There is no question that the desired impact from the above exemptions was to lower the cost of goods and tamper the impact of inflation for the men-on-the-street.

However, given the need for an extensive list of exemptions, as demonstrated by the Prime Minister, it begs the question as to whether the Government has been too hasty in its attempt to implement the GST. It goes to prove our assertion that the GST will become a major burden for the people, especially those in lower income groups.

It is a well-known fact that the GST is indeed a more efficient tax than the existing Sales & Services Tax (SST), but if and only if, the list of exemptions are kept to an absolute minimum. By creating a lengthy list of exemptions, the GST becomes a confusing, cumbersome and complicated tax for all stakeholders – the tax-paying consumers, the tax-operating businesses as well as the tax-collecting customs department.

Traders with a mixture of sales of zero-rated, exempt, and taxable supplies have to keep separate accounts for each of these categories of sales, imposing on them a significant additional burden of compliance. Some businesses can also easily be tempted to evade taxes on their taxable supplies, but even if not attempting to evade, can innocently make errors on their now complicated returns which need investigating and correcting, thereby adding to administration costs.

Tax authorities will dispute with businesses and even consumers as to whether wholemeal bread with chocolate chips or whether coffee beans (as opposed to coffee powder) are taxable or exempt items.

The criticisms against such a GST system are well documented against countries with such a long list of exemptions as it introduces disproportionate high costs of doing business, extensive litigation as well as much heavier burden on the tax authorities to enforce compliance.

Under such circumstances, it is clear that it would be more sensible for the Government to postpone the implementation of the GST until such a time where its implementation would not require the Government to provide such an extensive list of exemptions.

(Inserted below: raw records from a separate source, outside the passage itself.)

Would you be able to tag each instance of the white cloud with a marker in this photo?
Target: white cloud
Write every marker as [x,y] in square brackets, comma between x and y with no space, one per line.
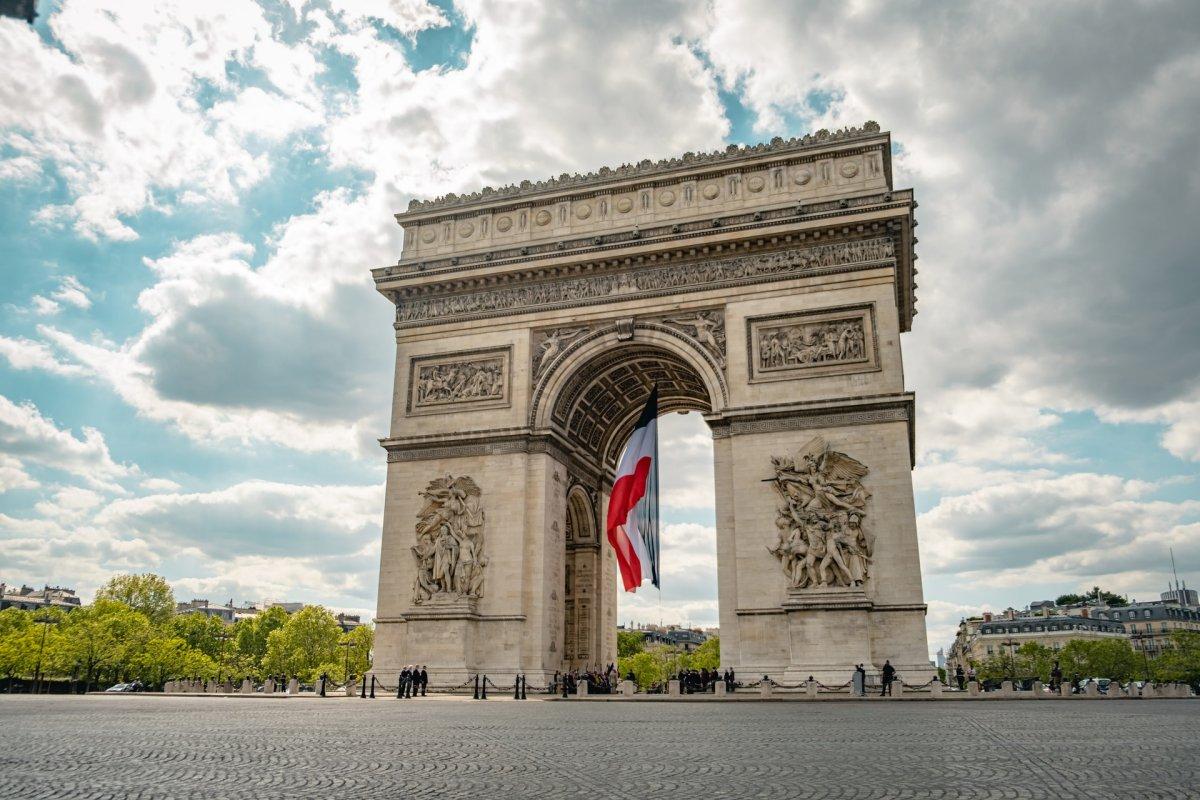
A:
[73,293]
[27,354]
[27,434]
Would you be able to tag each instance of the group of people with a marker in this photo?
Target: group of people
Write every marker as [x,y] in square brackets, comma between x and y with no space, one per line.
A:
[413,679]
[600,681]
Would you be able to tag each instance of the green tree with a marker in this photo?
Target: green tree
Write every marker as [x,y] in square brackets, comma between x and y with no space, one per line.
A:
[149,594]
[306,645]
[202,632]
[646,666]
[18,643]
[1181,662]
[707,655]
[629,643]
[1113,659]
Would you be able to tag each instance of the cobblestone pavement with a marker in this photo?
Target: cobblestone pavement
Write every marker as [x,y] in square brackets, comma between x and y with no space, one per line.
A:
[91,747]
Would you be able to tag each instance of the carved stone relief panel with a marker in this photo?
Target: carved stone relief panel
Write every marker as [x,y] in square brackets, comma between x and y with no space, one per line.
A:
[474,379]
[449,549]
[822,537]
[809,344]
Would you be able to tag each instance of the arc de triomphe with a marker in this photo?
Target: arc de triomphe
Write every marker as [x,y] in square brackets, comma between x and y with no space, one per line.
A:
[763,287]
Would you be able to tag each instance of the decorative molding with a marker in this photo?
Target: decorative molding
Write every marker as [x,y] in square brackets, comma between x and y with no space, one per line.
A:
[673,278]
[645,168]
[726,428]
[813,343]
[463,380]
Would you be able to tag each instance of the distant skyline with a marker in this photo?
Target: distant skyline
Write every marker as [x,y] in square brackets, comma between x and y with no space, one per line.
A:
[195,366]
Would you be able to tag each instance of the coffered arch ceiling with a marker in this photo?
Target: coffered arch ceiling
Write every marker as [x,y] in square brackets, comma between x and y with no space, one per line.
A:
[600,403]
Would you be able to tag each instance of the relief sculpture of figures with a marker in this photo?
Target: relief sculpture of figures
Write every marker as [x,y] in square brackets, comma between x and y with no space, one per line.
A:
[550,344]
[449,547]
[821,517]
[796,346]
[708,329]
[460,380]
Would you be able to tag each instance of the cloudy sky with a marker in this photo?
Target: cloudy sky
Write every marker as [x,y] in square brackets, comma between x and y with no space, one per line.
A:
[195,366]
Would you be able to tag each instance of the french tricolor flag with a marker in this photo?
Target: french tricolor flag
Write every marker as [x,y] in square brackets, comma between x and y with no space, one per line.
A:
[633,519]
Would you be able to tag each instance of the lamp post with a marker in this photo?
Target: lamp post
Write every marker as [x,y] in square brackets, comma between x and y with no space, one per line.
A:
[223,636]
[347,644]
[45,620]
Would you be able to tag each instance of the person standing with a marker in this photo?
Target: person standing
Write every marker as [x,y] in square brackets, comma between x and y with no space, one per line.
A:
[889,674]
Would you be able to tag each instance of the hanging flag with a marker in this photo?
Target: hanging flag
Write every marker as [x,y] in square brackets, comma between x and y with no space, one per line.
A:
[633,518]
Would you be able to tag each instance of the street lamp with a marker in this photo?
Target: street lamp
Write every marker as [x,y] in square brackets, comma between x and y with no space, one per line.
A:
[45,620]
[347,644]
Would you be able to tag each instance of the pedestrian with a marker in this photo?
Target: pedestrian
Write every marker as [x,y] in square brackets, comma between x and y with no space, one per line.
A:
[889,674]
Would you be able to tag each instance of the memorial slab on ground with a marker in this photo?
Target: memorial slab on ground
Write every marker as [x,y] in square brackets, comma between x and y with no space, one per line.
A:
[108,747]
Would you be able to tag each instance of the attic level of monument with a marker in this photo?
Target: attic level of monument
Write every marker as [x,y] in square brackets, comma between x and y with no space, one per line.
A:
[732,156]
[677,197]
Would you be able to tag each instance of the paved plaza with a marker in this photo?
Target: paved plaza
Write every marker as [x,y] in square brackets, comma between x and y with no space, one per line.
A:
[93,747]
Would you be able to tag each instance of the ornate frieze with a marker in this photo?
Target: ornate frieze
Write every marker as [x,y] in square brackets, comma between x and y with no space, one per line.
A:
[647,167]
[705,328]
[475,379]
[809,344]
[821,515]
[449,551]
[675,278]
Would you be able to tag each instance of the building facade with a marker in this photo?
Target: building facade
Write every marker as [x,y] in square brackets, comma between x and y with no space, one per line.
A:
[765,287]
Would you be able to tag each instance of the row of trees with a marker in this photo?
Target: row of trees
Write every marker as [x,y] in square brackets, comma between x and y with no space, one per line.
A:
[1113,659]
[131,632]
[657,663]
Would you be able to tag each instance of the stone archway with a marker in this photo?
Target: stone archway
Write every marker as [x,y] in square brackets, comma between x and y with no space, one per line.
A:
[766,287]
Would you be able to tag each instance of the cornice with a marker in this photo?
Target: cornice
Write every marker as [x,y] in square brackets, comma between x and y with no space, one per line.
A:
[643,169]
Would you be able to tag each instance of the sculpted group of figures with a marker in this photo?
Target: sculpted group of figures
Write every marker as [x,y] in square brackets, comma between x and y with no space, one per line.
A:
[449,547]
[813,343]
[461,380]
[822,505]
[669,277]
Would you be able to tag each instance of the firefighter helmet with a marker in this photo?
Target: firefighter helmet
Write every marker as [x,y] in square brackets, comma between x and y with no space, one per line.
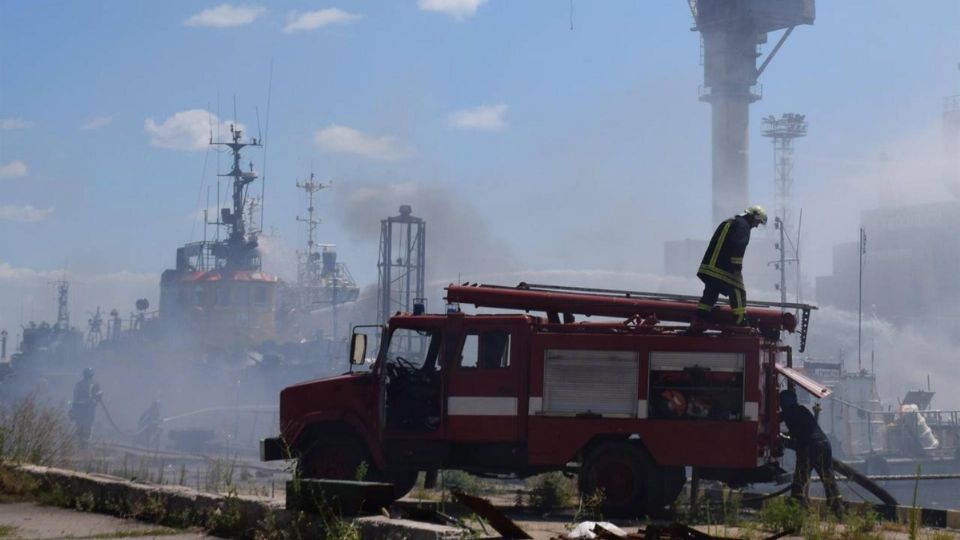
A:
[758,213]
[788,398]
[676,404]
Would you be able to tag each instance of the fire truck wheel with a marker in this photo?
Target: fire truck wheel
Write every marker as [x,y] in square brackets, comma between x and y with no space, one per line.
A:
[632,484]
[337,457]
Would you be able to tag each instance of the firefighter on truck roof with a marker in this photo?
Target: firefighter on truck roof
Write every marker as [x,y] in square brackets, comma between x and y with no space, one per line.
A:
[720,270]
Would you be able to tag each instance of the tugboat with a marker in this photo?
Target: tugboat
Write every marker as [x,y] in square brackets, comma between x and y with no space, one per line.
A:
[218,291]
[322,282]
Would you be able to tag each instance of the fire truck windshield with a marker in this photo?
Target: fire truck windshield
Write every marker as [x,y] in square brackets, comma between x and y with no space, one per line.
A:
[413,349]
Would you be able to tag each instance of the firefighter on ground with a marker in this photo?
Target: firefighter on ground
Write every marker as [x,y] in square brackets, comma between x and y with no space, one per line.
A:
[720,270]
[813,451]
[86,395]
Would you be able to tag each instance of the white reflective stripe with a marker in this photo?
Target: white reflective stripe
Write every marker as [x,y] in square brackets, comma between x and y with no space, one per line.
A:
[535,405]
[481,406]
[751,411]
[641,408]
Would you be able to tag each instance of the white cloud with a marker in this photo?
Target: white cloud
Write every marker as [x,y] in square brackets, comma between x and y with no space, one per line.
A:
[484,117]
[14,169]
[458,9]
[8,272]
[346,140]
[98,122]
[311,20]
[14,123]
[225,16]
[24,214]
[185,130]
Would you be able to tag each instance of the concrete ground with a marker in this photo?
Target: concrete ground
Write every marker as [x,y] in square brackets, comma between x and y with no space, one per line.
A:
[30,521]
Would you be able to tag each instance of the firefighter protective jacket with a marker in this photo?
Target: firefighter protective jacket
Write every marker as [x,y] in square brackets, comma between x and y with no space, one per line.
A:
[723,260]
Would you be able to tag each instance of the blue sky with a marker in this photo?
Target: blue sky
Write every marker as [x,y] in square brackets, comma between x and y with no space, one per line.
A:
[581,147]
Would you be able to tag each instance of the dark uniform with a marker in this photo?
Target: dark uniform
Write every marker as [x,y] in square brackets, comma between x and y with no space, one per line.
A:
[720,270]
[813,451]
[86,394]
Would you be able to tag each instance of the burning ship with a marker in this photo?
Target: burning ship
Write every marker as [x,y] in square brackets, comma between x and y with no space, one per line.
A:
[218,290]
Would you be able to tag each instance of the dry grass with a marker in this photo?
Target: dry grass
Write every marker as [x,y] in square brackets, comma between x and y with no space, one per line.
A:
[34,432]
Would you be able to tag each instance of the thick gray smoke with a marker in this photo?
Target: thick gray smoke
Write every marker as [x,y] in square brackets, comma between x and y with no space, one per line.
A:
[458,240]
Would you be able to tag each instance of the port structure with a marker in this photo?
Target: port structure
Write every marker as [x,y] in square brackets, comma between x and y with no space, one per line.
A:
[951,142]
[402,264]
[731,33]
[783,131]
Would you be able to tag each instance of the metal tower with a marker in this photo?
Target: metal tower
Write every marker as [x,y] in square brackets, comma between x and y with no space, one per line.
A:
[731,31]
[402,263]
[783,131]
[63,300]
[951,142]
[310,267]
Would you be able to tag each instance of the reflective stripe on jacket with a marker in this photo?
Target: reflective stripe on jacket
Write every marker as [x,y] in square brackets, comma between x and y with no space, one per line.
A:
[723,259]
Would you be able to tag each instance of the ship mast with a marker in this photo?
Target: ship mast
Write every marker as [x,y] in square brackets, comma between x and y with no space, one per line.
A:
[310,268]
[238,252]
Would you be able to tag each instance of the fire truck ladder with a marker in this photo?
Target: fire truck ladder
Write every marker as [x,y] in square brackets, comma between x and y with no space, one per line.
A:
[556,299]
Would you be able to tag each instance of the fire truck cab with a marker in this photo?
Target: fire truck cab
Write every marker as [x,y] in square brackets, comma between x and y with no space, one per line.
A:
[626,403]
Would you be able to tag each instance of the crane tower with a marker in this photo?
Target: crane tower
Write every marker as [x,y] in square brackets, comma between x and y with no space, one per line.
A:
[731,32]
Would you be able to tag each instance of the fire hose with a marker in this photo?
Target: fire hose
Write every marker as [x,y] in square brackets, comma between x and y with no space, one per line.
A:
[864,482]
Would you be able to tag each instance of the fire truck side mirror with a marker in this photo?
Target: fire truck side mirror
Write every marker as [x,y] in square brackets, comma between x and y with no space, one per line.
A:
[358,349]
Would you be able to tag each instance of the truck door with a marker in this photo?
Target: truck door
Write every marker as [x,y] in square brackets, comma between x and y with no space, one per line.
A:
[484,384]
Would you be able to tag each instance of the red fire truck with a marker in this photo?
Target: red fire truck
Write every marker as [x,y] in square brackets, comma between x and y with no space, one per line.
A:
[626,402]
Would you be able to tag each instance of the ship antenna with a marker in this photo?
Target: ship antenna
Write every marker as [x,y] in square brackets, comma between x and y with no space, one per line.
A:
[263,181]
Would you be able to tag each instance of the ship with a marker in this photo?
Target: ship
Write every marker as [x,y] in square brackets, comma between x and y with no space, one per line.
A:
[892,443]
[218,292]
[226,337]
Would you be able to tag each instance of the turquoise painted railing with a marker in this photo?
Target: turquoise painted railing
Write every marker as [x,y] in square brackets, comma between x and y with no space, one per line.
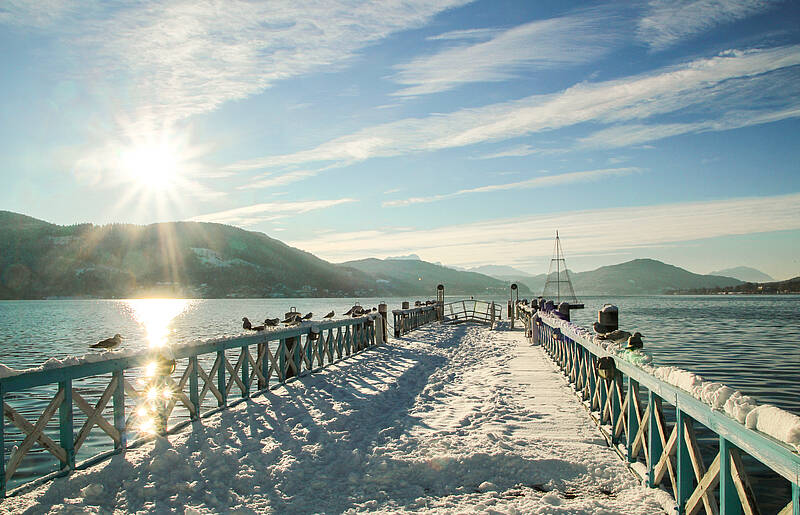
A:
[471,310]
[406,320]
[176,375]
[636,426]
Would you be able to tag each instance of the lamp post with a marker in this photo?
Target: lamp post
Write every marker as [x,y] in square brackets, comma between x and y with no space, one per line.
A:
[512,306]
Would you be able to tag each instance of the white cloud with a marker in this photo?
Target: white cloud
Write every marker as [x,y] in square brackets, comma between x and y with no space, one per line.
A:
[170,60]
[536,182]
[667,22]
[749,85]
[516,151]
[626,135]
[268,211]
[538,45]
[587,232]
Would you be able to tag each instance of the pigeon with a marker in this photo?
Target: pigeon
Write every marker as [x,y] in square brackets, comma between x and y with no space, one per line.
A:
[292,317]
[249,326]
[108,343]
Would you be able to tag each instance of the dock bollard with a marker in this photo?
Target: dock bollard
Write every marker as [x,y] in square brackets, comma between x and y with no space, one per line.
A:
[383,311]
[608,317]
[292,350]
[563,308]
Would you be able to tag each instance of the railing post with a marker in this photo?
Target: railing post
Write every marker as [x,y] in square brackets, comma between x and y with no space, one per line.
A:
[245,371]
[223,390]
[684,472]
[65,424]
[654,447]
[194,387]
[263,348]
[633,416]
[2,444]
[119,409]
[615,405]
[383,311]
[729,503]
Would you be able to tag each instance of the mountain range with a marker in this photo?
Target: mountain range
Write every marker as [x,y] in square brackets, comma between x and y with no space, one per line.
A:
[745,273]
[193,259]
[636,277]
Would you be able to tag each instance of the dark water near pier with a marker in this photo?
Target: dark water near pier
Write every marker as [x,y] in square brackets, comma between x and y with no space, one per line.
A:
[751,343]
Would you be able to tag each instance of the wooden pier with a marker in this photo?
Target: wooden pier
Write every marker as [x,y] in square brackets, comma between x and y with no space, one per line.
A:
[650,424]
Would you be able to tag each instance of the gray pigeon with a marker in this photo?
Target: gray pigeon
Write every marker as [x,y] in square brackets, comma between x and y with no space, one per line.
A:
[108,343]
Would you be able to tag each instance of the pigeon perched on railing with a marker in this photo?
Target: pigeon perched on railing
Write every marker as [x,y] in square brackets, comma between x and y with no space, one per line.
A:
[291,319]
[249,326]
[108,343]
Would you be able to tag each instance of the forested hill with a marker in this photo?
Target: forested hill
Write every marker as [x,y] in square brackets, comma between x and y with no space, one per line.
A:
[192,259]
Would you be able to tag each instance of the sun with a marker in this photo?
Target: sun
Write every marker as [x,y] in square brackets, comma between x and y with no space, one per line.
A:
[154,166]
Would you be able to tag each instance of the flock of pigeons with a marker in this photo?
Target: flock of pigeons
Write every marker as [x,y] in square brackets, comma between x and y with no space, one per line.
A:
[294,318]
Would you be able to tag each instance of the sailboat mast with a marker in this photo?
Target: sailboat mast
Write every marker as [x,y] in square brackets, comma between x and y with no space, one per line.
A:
[558,270]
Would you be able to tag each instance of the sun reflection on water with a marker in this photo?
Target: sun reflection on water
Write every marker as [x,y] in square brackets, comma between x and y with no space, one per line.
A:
[156,315]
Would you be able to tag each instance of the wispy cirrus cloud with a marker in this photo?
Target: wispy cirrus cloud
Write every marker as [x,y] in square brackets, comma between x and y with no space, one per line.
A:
[539,45]
[536,182]
[589,232]
[268,211]
[171,60]
[667,22]
[753,86]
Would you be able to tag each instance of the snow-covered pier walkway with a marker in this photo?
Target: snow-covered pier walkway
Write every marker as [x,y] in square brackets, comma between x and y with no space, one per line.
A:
[448,418]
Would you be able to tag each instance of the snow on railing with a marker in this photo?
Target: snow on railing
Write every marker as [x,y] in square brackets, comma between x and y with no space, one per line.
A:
[472,310]
[144,389]
[406,320]
[612,381]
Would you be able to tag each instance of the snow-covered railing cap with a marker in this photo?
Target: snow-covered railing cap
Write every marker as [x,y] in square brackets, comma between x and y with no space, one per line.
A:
[767,433]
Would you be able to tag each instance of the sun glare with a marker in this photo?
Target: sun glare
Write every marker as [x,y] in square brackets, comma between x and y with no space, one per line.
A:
[155,315]
[152,166]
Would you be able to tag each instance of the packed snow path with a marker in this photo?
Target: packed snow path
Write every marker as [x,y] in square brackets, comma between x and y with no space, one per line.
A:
[447,419]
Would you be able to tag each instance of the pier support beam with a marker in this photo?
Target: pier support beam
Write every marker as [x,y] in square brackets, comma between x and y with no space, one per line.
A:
[729,503]
[65,424]
[684,472]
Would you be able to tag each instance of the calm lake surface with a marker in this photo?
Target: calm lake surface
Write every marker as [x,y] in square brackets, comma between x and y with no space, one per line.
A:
[751,343]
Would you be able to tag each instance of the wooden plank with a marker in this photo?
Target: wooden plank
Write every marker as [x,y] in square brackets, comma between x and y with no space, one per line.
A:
[696,457]
[177,390]
[34,434]
[708,482]
[739,476]
[665,461]
[208,383]
[95,416]
[638,440]
[234,375]
[261,379]
[273,365]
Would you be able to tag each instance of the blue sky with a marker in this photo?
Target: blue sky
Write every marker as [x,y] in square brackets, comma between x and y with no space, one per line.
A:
[464,132]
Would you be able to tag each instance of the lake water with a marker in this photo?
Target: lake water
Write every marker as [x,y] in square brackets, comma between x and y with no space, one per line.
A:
[751,343]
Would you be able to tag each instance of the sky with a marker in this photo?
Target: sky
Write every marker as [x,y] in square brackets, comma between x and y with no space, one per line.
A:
[464,132]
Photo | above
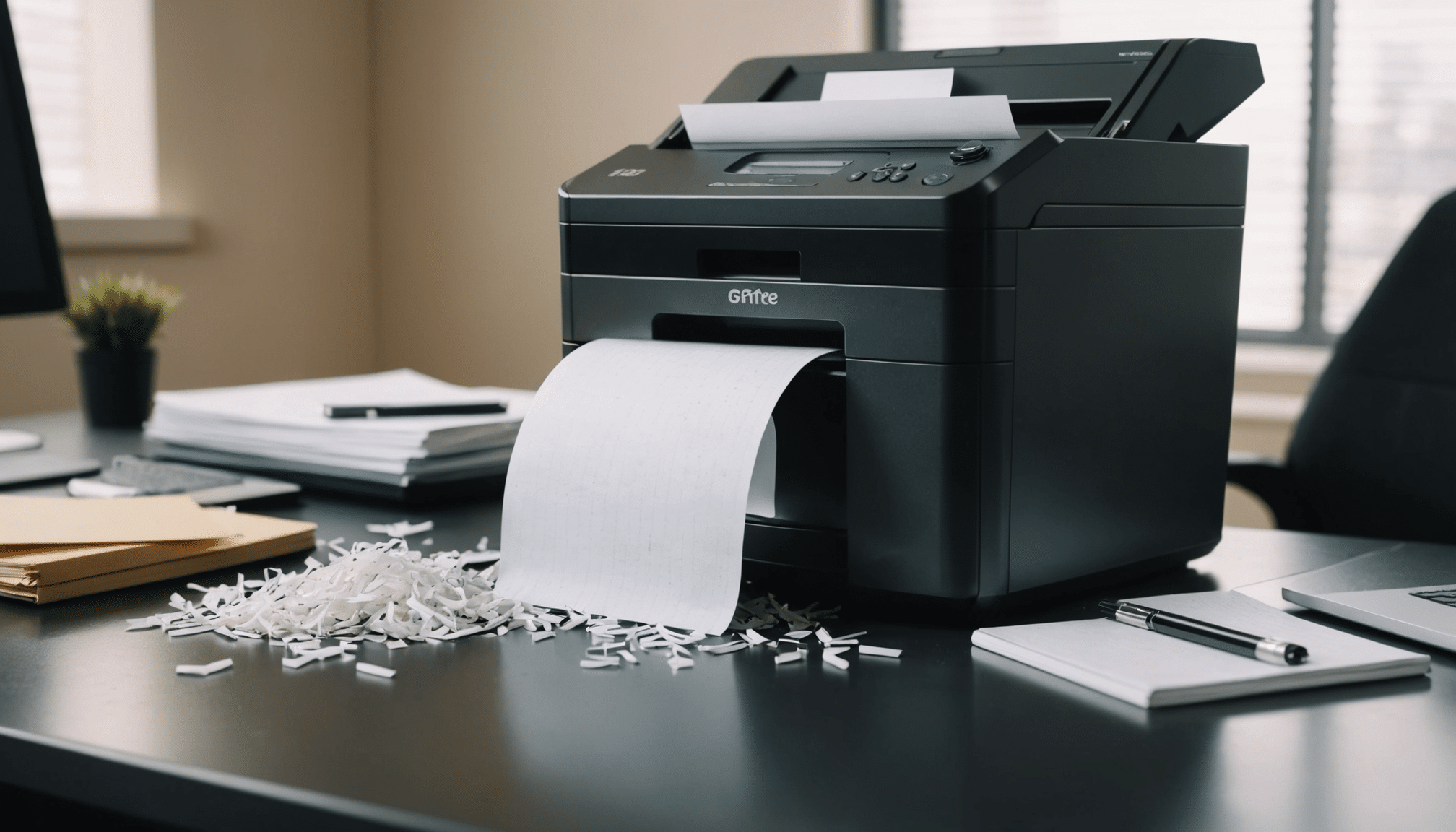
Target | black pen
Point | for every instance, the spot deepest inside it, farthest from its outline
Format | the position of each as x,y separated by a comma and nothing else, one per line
381,411
1258,647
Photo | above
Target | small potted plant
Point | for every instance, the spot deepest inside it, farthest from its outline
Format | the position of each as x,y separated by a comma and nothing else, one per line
116,319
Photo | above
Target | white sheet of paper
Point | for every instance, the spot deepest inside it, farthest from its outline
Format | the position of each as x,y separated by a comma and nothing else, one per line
888,84
629,480
819,123
763,482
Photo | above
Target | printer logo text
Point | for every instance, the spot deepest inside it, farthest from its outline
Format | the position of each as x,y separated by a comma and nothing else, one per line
752,296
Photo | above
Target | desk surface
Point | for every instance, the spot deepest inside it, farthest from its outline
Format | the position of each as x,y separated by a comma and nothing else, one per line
508,734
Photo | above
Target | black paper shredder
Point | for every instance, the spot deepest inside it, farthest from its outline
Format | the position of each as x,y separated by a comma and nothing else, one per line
1036,336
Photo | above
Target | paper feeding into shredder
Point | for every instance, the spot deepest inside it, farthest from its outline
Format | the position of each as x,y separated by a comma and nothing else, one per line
1031,339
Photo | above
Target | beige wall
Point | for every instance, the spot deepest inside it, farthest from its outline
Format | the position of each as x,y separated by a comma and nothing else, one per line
337,153
264,114
482,110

Pakatan Rakyat has consistently argued that the GST places a disproportionate amount of burden on the middle and lower income today because some 80% of Malaysian workers do not earn enough to qualify to pay income-taxes today. While income tax cuts benefit the top 20% of wage-earners as a form of relief from GST, the 80% of poorer Malaysians have no such cushion.

The Government, instead of rashly implementing the GST, should instead focus on raising the income of the bottom 80% of Malaysian workers such that they “qualify” to pay income taxes with higher wages. Only after the income inequality is significantly reduced can the GST be implemented efficiently as a replacement tax regime without many of the tax-exemptions the Government is seeking to provide today.